Binding studies using molecular docking.

The binding mode of LN-1-255 and avibactam in the active site of the major representative enzymes of all families of CHDLs described to date in A. baumannii were analyzed by docking studies by using the available crystal structures. As no three-dimensional structures are available for OXA-143 and OXA-235, their corresponding homology models were constructed as indicated below.

Building of the wild-type OXA-143 and OXA-235 models.

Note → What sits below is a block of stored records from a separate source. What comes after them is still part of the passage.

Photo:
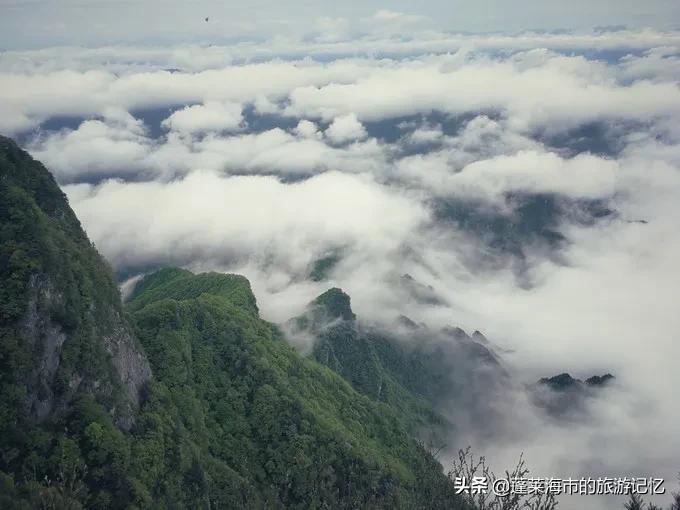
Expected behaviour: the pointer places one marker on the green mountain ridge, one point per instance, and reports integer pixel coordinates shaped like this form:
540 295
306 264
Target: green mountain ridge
183 398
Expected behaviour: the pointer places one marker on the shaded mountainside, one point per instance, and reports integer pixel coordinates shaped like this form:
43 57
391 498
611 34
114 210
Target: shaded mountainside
423 373
564 397
61 321
233 417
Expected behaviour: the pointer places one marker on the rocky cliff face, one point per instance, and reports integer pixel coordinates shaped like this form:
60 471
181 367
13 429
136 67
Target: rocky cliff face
61 323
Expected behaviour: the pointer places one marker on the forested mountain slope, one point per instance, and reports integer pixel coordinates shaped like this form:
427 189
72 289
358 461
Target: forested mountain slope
224 414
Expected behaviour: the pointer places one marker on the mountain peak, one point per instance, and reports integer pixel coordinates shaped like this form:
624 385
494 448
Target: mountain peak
335 304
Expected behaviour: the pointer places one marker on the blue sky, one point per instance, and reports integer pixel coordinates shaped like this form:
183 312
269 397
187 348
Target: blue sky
40 23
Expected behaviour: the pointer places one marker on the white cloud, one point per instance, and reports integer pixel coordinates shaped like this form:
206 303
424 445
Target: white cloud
212 116
206 217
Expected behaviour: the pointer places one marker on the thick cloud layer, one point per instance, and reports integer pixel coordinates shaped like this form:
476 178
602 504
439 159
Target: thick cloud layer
530 181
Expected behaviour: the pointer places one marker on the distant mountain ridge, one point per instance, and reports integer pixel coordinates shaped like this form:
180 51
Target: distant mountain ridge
182 398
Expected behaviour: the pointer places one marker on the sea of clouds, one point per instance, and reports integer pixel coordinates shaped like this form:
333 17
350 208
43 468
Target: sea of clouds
263 158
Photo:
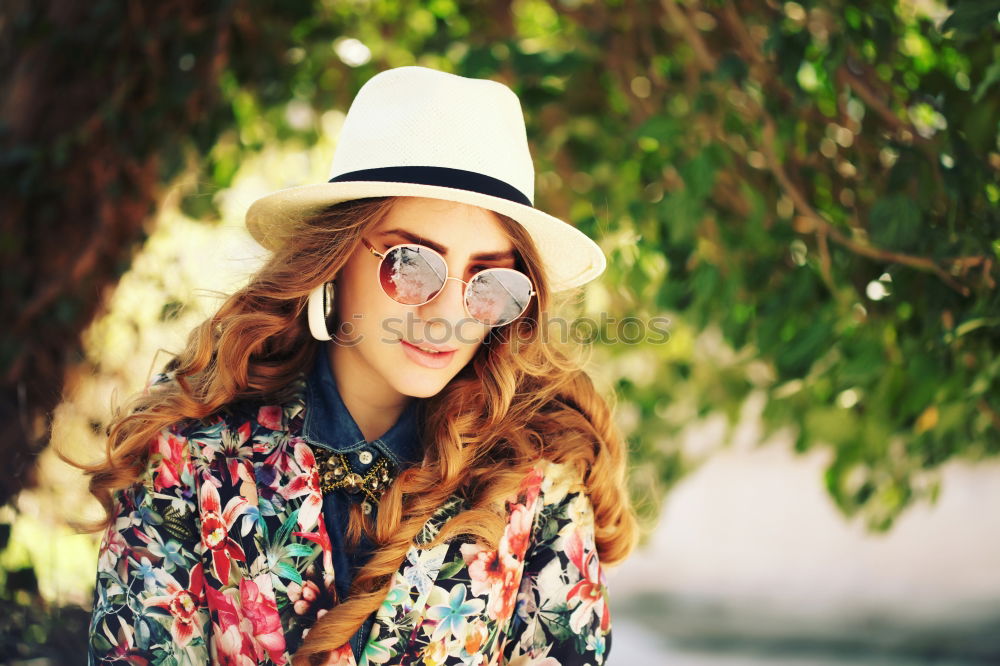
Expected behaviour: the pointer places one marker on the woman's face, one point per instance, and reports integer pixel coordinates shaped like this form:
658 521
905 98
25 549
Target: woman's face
382 336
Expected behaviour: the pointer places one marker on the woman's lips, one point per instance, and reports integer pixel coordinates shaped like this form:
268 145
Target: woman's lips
426 359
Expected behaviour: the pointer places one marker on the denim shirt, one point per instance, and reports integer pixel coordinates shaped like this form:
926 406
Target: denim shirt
329 424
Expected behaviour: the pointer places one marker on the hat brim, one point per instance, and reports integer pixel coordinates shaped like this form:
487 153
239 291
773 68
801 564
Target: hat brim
571 258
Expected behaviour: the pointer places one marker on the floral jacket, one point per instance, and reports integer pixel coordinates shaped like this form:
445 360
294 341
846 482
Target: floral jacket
220 555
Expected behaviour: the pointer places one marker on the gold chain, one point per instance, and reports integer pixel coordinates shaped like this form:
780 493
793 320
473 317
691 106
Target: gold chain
335 471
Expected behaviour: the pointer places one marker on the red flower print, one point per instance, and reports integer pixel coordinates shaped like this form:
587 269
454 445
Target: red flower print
518 531
215 527
182 604
269 416
492 573
260 608
305 483
174 461
232 642
589 589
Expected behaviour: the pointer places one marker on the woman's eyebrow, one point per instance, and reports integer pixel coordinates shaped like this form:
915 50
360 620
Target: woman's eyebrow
414 238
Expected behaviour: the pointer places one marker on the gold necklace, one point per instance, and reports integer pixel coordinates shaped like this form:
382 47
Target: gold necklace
336 471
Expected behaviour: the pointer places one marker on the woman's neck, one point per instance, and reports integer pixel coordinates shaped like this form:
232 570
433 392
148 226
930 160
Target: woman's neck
374 404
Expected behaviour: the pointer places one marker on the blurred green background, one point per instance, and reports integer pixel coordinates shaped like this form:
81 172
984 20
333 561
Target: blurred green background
807 190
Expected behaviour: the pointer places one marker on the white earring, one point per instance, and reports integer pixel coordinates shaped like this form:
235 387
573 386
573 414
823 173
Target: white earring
320 310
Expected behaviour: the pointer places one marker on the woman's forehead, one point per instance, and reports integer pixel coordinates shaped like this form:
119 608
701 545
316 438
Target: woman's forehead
444 225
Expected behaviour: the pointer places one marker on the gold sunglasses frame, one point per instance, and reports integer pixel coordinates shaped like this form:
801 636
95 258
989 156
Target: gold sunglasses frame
423 248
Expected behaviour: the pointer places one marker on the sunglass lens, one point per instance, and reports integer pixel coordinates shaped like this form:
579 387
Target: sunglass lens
498 296
411 275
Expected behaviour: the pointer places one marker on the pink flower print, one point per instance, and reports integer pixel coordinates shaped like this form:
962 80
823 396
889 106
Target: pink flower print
589 589
259 606
269 416
173 463
342 656
215 527
232 643
182 604
517 534
322 538
492 573
305 483
531 485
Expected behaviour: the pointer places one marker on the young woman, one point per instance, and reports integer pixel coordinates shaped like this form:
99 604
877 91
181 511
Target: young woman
374 453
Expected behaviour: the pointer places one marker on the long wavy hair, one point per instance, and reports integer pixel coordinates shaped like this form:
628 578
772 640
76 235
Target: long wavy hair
523 397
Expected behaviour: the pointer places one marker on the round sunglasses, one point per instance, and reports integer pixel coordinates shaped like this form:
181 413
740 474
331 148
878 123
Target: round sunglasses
413 274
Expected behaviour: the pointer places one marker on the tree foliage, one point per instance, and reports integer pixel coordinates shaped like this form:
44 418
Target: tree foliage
814 184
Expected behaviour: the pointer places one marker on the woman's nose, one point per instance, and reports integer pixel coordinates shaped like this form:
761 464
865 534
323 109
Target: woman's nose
445 311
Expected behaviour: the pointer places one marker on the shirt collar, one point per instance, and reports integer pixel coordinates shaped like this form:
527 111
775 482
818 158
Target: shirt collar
328 422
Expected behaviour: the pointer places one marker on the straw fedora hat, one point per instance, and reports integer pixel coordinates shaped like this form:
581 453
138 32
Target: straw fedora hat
417 131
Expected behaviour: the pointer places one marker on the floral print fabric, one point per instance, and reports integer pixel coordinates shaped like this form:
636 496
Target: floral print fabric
220 555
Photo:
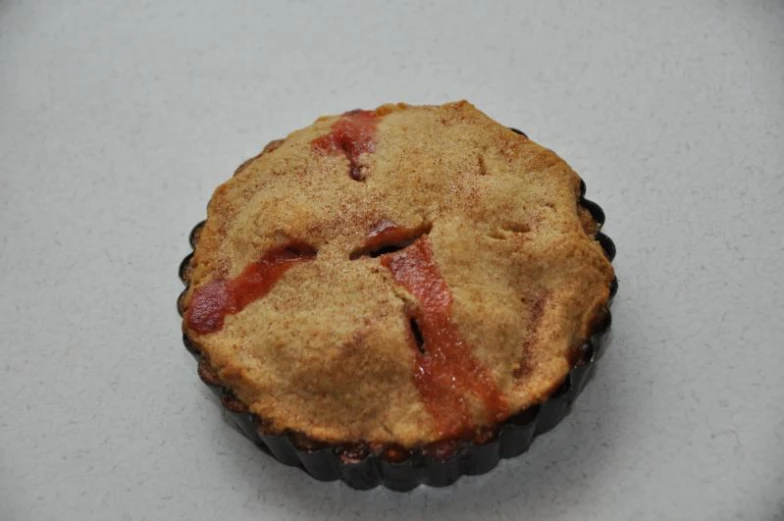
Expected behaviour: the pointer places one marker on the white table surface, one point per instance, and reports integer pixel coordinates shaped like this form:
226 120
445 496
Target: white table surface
117 119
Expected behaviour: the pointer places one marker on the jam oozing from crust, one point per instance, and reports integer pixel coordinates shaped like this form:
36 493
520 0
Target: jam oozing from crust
212 302
445 370
352 135
388 237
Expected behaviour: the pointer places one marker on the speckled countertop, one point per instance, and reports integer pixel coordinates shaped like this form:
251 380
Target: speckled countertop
118 118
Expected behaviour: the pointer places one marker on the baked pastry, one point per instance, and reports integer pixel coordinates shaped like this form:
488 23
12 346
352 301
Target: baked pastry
395 286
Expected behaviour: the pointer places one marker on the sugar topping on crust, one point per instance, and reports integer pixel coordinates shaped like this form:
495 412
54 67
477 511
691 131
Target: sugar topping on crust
402 275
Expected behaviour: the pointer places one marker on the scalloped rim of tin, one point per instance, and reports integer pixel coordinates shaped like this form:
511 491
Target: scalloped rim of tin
369 469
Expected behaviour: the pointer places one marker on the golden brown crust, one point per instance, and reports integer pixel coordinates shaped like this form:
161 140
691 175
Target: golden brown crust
328 351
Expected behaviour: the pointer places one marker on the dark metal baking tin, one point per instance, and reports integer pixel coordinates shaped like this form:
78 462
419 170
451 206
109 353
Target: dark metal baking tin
512 438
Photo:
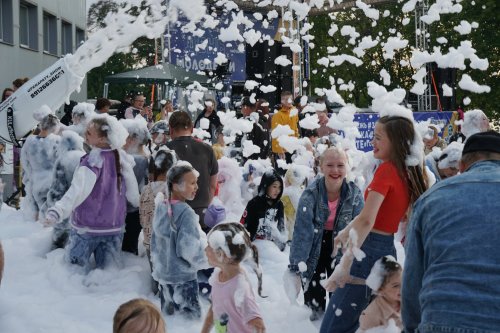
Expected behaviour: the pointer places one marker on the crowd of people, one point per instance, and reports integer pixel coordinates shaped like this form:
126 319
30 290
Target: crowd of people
200 205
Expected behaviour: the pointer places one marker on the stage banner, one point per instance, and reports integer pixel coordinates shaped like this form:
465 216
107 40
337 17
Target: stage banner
198 53
367 125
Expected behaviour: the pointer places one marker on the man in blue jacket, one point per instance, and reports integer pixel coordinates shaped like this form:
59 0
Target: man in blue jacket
451 278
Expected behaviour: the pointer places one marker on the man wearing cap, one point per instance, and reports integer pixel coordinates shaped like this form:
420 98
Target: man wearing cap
451 278
200 155
259 136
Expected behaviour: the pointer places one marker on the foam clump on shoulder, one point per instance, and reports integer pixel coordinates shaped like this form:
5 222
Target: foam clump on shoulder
85 109
137 127
116 132
70 140
377 274
42 112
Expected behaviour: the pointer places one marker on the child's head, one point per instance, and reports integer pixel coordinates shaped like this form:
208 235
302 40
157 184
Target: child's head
104 131
159 132
138 134
48 122
160 162
385 278
334 164
286 99
182 181
393 139
138 316
230 244
271 185
82 112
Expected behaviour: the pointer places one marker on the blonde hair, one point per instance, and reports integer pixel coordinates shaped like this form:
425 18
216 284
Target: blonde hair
333 150
138 316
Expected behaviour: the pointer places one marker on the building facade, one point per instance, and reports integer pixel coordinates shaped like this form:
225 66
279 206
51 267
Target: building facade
34 34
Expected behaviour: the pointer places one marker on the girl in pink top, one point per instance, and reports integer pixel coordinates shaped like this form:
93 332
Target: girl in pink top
233 306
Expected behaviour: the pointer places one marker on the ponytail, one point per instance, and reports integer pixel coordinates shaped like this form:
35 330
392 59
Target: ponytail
118 169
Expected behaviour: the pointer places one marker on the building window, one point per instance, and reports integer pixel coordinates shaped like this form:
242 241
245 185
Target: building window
66 38
6 24
28 26
49 33
80 37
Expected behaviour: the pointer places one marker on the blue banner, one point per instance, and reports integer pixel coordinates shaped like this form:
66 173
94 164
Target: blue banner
367 125
197 53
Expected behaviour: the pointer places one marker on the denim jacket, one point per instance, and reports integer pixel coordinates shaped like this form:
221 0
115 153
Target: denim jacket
451 279
311 216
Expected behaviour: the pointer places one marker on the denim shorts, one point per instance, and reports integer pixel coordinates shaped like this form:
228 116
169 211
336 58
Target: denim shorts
346 304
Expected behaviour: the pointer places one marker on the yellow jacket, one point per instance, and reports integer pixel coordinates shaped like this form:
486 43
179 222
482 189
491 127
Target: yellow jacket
282 117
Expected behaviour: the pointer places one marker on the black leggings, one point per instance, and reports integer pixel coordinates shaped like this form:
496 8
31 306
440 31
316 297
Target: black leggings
315 295
132 230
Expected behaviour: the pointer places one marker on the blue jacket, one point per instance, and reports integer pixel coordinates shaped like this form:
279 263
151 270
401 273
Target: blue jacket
177 244
312 213
451 278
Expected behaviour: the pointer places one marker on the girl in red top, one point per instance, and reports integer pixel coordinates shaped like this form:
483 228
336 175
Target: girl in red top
394 188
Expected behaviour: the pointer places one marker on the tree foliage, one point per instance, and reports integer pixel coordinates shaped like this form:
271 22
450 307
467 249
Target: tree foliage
141 53
483 39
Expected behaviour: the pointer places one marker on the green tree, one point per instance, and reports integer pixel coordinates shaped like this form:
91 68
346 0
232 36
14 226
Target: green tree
142 54
483 40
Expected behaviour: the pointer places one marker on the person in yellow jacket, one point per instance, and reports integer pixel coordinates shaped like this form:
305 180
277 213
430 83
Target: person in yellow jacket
286 115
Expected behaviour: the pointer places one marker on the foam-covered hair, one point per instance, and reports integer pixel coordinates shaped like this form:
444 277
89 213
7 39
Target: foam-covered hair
451 155
174 175
84 110
137 128
111 128
70 140
42 112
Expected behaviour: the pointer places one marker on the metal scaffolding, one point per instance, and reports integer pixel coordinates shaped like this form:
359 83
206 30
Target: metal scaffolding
424 101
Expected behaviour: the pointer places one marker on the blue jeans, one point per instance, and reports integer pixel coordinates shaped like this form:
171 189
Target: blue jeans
106 249
430 328
346 304
181 297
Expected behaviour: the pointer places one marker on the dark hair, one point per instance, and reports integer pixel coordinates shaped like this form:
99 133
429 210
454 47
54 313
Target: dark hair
161 162
138 315
400 132
391 267
175 174
49 122
5 91
101 103
19 82
238 250
180 120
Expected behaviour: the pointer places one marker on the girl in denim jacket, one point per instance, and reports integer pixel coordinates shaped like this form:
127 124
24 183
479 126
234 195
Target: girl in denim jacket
324 209
97 198
178 243
398 181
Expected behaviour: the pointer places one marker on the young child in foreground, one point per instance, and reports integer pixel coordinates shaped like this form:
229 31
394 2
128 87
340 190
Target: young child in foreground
177 243
138 316
97 198
233 306
385 310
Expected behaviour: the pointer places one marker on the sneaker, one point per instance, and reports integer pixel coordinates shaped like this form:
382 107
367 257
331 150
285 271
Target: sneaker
316 315
170 308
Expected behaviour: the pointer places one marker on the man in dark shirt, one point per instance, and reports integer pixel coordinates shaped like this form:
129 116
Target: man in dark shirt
200 155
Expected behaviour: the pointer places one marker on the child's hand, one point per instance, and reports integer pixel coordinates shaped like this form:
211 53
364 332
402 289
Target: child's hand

The SWISS-Model homology modeling web server was used to model the three-dimensional structures of OXA-143 and OXA-235 (40). The coordinates of the crystallographically determined OXA-24/40 (2.25 Å; PDB code 3PAG) (44) and OXA-51 (2.0 Å; PDB code 4ZDX) (22) were chosen as the main templates for building the two models.

Docking studies.

The docking studies were carried out using GOLD 5.2 (http://www.ccdc.cam.ac.uk/solutions/csd-discovery/components/gold/), and the enzyme geometries of OXA-23 (2.14 Å; PDB code 4JF4) (38) and OXA-58 (2.6 Å; PDB code 4Y0U) (39) and the homology models of OXA-143 and OXA-235 were created. The crystal structures of PDB codes 4JF4 and 4Y0U were chosen because the position of the modified ligand is defined. Ligand geometries were minimized using AM1 Hamiltonian as implemented in the program Gaussian 09 (68) and used as MOL2 files. Each ligand was docked in 25 independent genetic algorithm (GA) runs, and for each of these a maximum number of 100,000 GA operations were performed on a single population of 50 individuals. Operator weights for crossover, mutation, and migration in the entry box were used as default parameters (95, 95, and 10, respectively), as well as the hydrogen bonding (4.0 Å) and van der Waals (2.5 Å) parameters. For OXA-23 and OXA-58, the position of the adducts present in the above-mentioned crystal structures were used to define the active site, whereas for the homology models, the position of the catalytic serine was employed. For all cases, the radius was set to 10 Å. The “flip ring corners” flag was switched on, while all other flags were off. The GOLD scoring function was used to rank the ligands in order of fitness. Figures depicting structures were prepared using PYMOL (69).